Über Ihre "Do-It-Yourself-Gehirnwäsche" (so beschrieb eine Patientin die Methode einmal auf treffende Art) behalten Sie in der Therapie selbstverständlich die Kontrolle: Sie lernen Ihre automatischen Gedanken und Bewertungen genauer kennen und können in der Therapie diejenigen verändern, die Ihnen das Leben unnötig schwer machen.
Beratung in Lebenskrisen
Manchmal verfolgt man in einer Psychotherapie zunächst keine konkreten Ziele, sondern steckt zum Beispiel in einer Krise fest, in der man "einfach nicht mehr weiter weiß".
Ein klärungsorientiertes therapeutisches Vorgehen hilft Ihnen dabei, "die Dinge zu sortieren" oder "in den Griff zu kriegen", neue Ziele für sich zu entwickeln oder einen persönlichen Sinn zu finden.
Konfrontation bei Ängsten und Zwängen
Die sogenannte Konfrontations- bzw.
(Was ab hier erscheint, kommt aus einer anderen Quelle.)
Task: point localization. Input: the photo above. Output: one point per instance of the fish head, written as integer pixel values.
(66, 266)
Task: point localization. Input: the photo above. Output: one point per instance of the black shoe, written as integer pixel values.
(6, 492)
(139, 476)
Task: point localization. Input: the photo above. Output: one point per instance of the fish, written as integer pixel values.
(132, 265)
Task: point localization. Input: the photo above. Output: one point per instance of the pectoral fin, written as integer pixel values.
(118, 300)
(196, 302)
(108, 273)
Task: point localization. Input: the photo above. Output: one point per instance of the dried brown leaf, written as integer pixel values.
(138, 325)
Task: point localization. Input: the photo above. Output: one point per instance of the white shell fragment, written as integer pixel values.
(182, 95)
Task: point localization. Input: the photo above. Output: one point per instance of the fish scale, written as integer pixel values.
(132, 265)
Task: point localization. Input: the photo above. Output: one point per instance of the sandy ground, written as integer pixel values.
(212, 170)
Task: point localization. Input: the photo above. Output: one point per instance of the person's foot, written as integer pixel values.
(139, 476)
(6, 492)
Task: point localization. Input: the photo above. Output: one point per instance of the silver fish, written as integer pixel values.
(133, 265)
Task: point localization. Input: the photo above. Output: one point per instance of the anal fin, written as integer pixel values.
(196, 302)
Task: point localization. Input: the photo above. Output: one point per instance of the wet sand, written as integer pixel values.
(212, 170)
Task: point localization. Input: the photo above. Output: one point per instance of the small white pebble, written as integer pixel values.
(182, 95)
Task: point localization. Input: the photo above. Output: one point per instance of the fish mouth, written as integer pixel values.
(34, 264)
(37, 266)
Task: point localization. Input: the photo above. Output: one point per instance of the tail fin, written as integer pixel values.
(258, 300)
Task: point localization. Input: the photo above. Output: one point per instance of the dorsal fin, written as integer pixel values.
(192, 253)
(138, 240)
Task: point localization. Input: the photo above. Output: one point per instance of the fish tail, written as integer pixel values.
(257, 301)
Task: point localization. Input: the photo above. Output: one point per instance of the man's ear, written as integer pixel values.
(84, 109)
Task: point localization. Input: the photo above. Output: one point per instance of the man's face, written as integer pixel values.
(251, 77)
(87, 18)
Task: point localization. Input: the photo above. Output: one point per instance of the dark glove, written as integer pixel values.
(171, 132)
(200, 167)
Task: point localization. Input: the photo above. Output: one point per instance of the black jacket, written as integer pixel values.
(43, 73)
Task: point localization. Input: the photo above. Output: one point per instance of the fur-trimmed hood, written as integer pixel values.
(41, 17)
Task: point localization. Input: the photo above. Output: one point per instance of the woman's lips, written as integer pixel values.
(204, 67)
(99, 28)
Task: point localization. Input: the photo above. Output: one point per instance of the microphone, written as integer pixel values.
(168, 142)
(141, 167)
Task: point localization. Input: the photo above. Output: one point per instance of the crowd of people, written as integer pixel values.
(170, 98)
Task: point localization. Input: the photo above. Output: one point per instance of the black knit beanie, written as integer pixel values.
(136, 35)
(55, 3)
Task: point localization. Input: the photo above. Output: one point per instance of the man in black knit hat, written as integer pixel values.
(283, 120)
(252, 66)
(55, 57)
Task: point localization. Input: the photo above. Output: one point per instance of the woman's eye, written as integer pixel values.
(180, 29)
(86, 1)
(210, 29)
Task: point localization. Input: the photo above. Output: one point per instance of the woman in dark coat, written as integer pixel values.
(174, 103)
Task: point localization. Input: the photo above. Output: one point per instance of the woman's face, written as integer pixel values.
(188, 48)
Expositionstherapie ist die wirksamste Methode zur Behandlung von krankhaften Ängsten und Zwängen.
Ich begleite Sie in praktischen Konfrontationsübungen nach Absprache zum Beispiel im Auto, in der U-Bahn, auf eine Hochhaus-Feuertreppe oder eine Brücke. Dabei übernehme ich die Rolle eines psychologischen Trainers und arbeite mit Ihnen an der aktiven Überwindung Ihrer Ängste oder Zwänge.
Therapie-Prinzipien
Ressourcenorientierung
Jeder Mensch hat besondere Stärken. Von Beginn der Gespräche an versuchen wir, Ihre Stärken für Ihre Ziele zu nutzen. Ich helfe Ihnen dabei, Ihre Stärken (neu) zu entdecken oder zu entwickeln.
Zielorientierung
"Sie sind der Boss!" Wir legen zu Beginn unserer Gespräche Ihre Ziele fest und nutzen sie zur Steuerung des Prozesses. Das bedeutet, dass Sie Ihre Ziele auch während der Behandlung konkretisieren oder verändern können. Sie treffen alle Entscheidungen über Ihre Ziele und geben mir so gewissermaßen einen "Arbeitsauftrag" für unsere Gespräche.
Transparenz
Die Inhalte und Ziele unserer Gespräche bleiben für Sie stets klar erkennbar.
Ich erläutere Ihnen gerne warum ich in der Therapie etwas tue oder sage, damit Sie Ihre eigene Entwicklung und das Therapie-Geschehen möglichst gut verstehen und davon profitieren können. So lernen Sie, psychologische Lösungen selbstständig zu entwickeln.
Datenschutz
Alle personen- und therapiebezogenen Daten und Unterlagen bleiben unter strengem Verschluss und dürfen nicht ohne Ihre ausdrückliche schriftliche Zustimmung weitergegeben werden.